A new memo from the Congressional Research Service explains that the next president cannot simply stop ObamaCare ("PPACA") by executive order:
[A] president would not appear to be able to issue an executive order halting statutorily required programs or mandatory appropriations for a new grant or other program in PPACA, and there are a variety of different types of these programs. Such an executive order would likely conflict with an explicit congressional mandate and be viewed "incompatible with the express...will of Congress"...However, there may be instances where PPACA leaves discretion to the Secretary to take actions to implement a mandatory program, and...an executive order directing the Secretary to take particular actions may be analyzed as within or beyond the President's powers to provide for the direction of the executive branch.
In other words, the worst elements of ObamaCare -- the government price controls it imposes on health insurance, the individual mandate, and the new spending on health-insurance entitlements -- are "statutorily required programs" that, say, President Romney cannot repeal or even halt by executive order.
However, there is one executive order that could effectively block ObamaCare, and that lies well within the president's powers.

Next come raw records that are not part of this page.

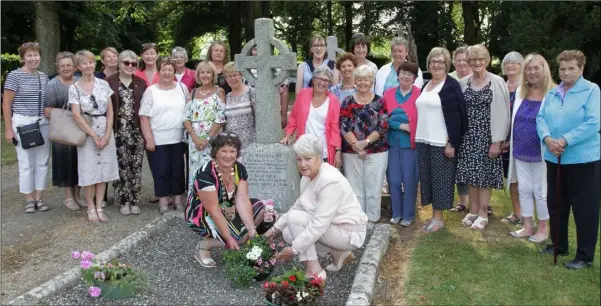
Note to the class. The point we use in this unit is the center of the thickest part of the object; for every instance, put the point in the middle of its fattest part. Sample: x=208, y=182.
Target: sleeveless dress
x=474, y=166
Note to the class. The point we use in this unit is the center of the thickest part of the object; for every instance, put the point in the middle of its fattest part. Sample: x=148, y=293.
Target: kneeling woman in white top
x=327, y=217
x=161, y=120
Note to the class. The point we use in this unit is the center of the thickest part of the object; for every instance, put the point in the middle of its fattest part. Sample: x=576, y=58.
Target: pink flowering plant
x=253, y=261
x=115, y=273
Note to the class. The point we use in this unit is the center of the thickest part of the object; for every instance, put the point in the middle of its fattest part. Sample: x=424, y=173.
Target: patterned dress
x=474, y=166
x=130, y=150
x=199, y=219
x=239, y=113
x=202, y=113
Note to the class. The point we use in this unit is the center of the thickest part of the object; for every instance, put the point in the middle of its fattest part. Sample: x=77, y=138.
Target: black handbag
x=30, y=135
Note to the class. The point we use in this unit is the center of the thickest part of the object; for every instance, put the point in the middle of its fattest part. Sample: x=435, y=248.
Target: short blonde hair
x=568, y=55
x=84, y=54
x=364, y=71
x=477, y=51
x=548, y=83
x=437, y=51
x=308, y=145
x=206, y=65
x=229, y=68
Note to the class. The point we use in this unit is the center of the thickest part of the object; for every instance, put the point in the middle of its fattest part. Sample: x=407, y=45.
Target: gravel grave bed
x=176, y=278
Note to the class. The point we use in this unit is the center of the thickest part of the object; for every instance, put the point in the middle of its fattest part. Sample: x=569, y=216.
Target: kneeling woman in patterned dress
x=219, y=209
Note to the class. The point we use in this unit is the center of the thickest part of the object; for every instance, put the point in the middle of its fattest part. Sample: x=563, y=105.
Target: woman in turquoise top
x=568, y=124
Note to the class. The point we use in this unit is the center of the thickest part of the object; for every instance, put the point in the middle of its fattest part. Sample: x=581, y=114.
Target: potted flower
x=113, y=280
x=254, y=261
x=293, y=289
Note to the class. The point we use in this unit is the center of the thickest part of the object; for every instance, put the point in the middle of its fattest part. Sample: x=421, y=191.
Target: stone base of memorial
x=272, y=173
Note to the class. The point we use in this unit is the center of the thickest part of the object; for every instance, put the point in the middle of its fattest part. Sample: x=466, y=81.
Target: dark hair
x=146, y=47
x=225, y=139
x=408, y=66
x=360, y=39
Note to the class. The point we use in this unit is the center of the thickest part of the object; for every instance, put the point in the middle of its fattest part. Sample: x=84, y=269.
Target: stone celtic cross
x=267, y=109
x=332, y=47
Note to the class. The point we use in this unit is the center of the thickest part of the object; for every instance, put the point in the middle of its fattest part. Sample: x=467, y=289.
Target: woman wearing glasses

The Obama administration has issued a proposed IRS rule that would offer "premium assistance" (a hybrid of tax credits and outlays) in health insurance "exchanges" created by the federal government. The only problem is, ObamaCare only authorizes these tax credits and outlays in "an Exchange established by the State." The administration did so because without premium assistance, ObamaCare will collapse, at least in states that do not create their own Exchanges. Yet the executive branch does not have the power to create new tax credits and outlays. Only Congress does. So if the final version of this IRS rule offers premium assistance in federal Exchanges, it will clearly exceed the authority that Congress and the Constitution have delegated to the executive branch.

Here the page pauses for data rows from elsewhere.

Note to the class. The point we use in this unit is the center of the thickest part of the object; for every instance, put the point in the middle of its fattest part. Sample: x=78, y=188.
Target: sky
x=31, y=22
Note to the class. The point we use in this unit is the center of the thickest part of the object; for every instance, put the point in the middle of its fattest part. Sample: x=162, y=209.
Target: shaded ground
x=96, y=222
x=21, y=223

In that case, the next president could issue an executive order directing the IRS either not to offer premium assistance in federal Exchanges or to rescind this rule and draft a new one that does not. The U.S. Constitution demands that the president "take Care that the Laws be faithfully executed." Such an executive order therefore lies clearly within the president's constitutional powers: it would ensure the faithful execution of the laws by preventing the executive from usurping Congress' legislative powers.
While such an executive order would not repeal ObamaCare, as Jonathan Adler and I explain in this Wall Street Journal oped, it would "block much of ObamaCare's spending and practically force Congress to reopen the law."